I'm increasingly seeing this problem and I'm not the only one seeing this problem (Discourse #6804). Its actually a problem that is very common in Finance and Trading where I work. Currently Excel support larger tables than we do with Perspective. I believe we should enable users to work with larger files than Excel can in Perspective.
Actually Perspective was built to support large tabular data via virtualization. See regular-table
and Perspective. But our implementation only use the perspective-viewer
web component. Not the advanced client-server virtualization architecture supported.
A Panel user actually showcased how to use the client-server virtualization in Discourse #6430. But its only a complicated to use proof of concept.
Please note that the client-server virtualization architecture seems similar to Mosaic - Mosaic is just built on DuckDB. There is a request to add Mosaic in FR #7358.
Discussion
The Tabulator Pane provides a kind of virtualization via the pagination
parameter ("local" or "remote"). We could support a similar parameter with Perspective making it really easy for users. On the other hand there is power in exposing more of the underlying Perspective api like the PerspectiveManager and hosting tables once but using across sessions and users. I think also Panel Perspective pane would be more useful if it implemented the Jupyter Perspective Widget api and capabilities. See PyCon Italy 2024 and PerspectiveWidget Implementation for inspiration.

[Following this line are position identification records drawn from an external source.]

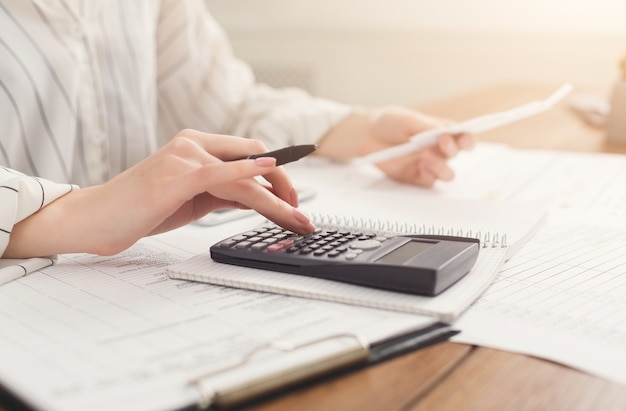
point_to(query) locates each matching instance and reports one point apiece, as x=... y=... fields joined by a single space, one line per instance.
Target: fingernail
x=451 y=149
x=265 y=161
x=301 y=217
x=294 y=197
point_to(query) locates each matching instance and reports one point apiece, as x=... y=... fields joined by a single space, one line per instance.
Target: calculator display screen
x=405 y=252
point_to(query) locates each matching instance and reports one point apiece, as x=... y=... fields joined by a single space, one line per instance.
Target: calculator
x=415 y=264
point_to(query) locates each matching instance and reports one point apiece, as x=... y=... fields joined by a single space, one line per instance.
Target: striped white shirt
x=91 y=87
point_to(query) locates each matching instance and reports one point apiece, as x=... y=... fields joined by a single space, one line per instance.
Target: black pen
x=287 y=154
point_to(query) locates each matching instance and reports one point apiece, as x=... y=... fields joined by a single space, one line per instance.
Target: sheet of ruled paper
x=563 y=295
x=110 y=333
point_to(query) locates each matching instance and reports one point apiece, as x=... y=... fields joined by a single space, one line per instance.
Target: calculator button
x=258 y=246
x=275 y=247
x=228 y=243
x=365 y=244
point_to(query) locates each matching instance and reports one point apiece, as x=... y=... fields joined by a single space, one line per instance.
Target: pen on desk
x=287 y=154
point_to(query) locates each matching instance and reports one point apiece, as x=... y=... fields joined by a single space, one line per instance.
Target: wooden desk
x=453 y=376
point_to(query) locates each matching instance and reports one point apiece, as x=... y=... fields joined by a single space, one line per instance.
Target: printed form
x=563 y=295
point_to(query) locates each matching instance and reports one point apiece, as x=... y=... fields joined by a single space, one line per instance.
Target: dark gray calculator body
x=416 y=264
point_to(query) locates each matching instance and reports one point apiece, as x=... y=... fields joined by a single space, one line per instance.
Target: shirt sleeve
x=21 y=196
x=202 y=85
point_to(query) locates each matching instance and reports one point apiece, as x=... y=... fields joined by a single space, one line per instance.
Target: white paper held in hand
x=473 y=126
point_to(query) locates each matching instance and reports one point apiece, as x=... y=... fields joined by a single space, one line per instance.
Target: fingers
x=255 y=196
x=224 y=147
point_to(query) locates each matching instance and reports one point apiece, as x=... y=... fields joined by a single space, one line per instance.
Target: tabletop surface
x=451 y=376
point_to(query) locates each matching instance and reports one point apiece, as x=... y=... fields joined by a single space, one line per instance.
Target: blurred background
x=374 y=52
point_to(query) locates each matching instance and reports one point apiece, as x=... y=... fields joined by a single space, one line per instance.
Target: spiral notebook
x=496 y=247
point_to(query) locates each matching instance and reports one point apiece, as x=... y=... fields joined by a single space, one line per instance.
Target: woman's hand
x=192 y=175
x=373 y=130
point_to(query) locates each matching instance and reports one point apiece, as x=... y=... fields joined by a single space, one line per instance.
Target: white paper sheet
x=114 y=333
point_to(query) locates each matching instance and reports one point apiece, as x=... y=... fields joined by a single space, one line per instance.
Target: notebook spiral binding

Today Panel can be running on both Tornado and FastAPI servers. The solution should work in both environments. Personally I want to migrate to FastAPI deployments if that is possible.
Also it should just work in Pyodide because that is where lots of the showcasing of the functionality will take place.
Cannot use JupyterWidget
Unfortunately its not a workaround to use the Jupyter Widget
import pandas as pd
import panel as pn
from perspective.widget import PerspectiveWidget
pn.extension("ipywidgets")
df = pd.DataFrame([[1, 2, 3], [4, 5, 6]], columns=["A", "B", "C"])
p = PerspectiveWidget(df)
pn.pane.IPyWidget(p).servable()